La pandemia

Capítulo 12

 

Juan Hidalgo estaba confundido. Su esquema y prospectivas basadas en la experiencia personal así como en las acciones criminales y su acuciosa observación de los actos delictivos, no coincidían con los hechos ocurridos dos días antes. Él también esperaba más “bombas celulares”. Y en esa posibilidad basó su estrategia de investigación. “¿Y dónde carajos me perdí?”, se preguntaba una y otra vez pensando en los hilos que tenía que atar para descubrir a los que él llamaba mensajeros de la ley del Talión.

Como no quería dejar cabos sueltos decidió asistir a los funerales de Edith. Así le daba tiempo al médico forense encargado de hacer la autopsia, datos que, según su percepción de policía, podían arrojar una o varias pistas. “Tengo que encontrar alguna pista que aclare el panorama –se dijo mientras escudriñaba las caras de los asistentes a las exequias de Edith–; o cuando menos que descubra algo importante para quitarme la presión de los perros de la prensa”. Le llamó la atención la presencia de varias personas cuyo rostro mostraba los efectos similares a los que deja la quimioterapia. “¿Habrán venido a apartar lugar?”, pensó al tiempo que festejaba consigo mismo su negro sentido del humor. Entre las caras que observó pudo identificar la de Simón. Incluso logró recordar que semanas antes lo había visto cerca del hotel Presidente Chapultepec: “Conozco a ese tipo –caviló–, creo que es el mismo que hace unos días caminaba por la calle acompañado de otro más o menos de su edad. Ambos parecían discutir algo trágico o quizás muy importante…” Su meditación fue interrumpida por la mirada penetrante de Simón. Éste, al sentir que Juan lo observaba, correspondió la curiosidad saludándolo con un movimiento de cabeza sincronizado con su discreta sonrisa, expresión que le había ganado la fama de persona amable y siempre dispuesta a escuchar para responder sin mediar regateo.

         Hidalgo se mantuvo lejos del grupo. No quería comprometerse al tener que justificar su presencia con alguna mentira de las llamadas piadosas. Además, su vestimenta casual, que por cierto no era la apropiada, lo hacía más visible dado que los dolientes, más que humanos unidos por el dolor, parecían una parvada de cuervos con voto de silencio.
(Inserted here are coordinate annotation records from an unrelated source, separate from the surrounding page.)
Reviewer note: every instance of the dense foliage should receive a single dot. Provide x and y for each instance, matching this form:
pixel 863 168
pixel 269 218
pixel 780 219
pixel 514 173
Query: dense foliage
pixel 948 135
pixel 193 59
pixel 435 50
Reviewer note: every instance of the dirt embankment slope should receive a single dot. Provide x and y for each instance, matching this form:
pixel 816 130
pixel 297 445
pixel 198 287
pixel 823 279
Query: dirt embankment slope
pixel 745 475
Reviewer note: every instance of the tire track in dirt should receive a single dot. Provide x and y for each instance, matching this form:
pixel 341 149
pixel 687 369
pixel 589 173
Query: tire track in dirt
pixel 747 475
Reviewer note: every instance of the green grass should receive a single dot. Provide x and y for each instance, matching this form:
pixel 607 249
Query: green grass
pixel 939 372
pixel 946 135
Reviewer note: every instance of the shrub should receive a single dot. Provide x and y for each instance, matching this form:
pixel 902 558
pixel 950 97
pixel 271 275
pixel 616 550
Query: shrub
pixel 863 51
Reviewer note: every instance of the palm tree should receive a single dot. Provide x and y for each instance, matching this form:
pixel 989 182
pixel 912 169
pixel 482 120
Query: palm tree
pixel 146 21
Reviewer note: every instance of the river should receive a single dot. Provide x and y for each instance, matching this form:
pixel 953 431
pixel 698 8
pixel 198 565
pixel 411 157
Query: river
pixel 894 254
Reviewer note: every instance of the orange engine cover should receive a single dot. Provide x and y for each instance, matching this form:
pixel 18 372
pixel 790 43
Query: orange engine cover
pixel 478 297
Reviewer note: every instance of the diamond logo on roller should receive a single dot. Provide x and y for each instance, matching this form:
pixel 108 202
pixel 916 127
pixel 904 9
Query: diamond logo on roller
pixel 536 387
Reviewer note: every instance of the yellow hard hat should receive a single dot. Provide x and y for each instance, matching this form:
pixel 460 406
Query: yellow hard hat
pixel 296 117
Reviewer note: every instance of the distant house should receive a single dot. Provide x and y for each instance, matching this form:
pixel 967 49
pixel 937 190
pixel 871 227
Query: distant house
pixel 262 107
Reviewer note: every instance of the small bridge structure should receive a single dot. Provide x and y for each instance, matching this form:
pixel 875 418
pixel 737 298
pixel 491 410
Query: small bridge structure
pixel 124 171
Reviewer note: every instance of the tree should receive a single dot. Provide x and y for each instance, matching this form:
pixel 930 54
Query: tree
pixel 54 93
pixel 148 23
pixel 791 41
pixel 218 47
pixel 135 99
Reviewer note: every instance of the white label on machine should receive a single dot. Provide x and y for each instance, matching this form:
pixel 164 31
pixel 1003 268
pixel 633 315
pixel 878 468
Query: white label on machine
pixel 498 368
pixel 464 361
Impresionado por la ausencia de palabras dio unos pasos hacia el grupo y confirmó lo que por extraño le había impresionado: el mutismo. Su curiosidad fue recompensada al escuchar algunas las frases que musitaba Simón: “Quién iba a imaginar que Edith muriera así, con un balazo en su órgano más dañado”.

          “¿Estaría loca? No lo creo –se dijo Hidalgo–. Nadie fuera de sus cabales maneja y platica por el teléfono celular”. Se apartó del grupo con la intención de ubicarse en una de las callejuelas del panteón por donde tendría que pasar Simón Rocafuerte: “De cualquier manera –pensó– le aviento la pregunta al señor que, al parecer, controla a los amigos de la muerta”. Se sentó en una de las enormes raíces del viejo laurel de la India, refugio de miles de pájaros en proceso de acomodo para pasar la noche protegidos por el follaje del frondoso árbol. “Tiene que pasar por aquí”, se dijo.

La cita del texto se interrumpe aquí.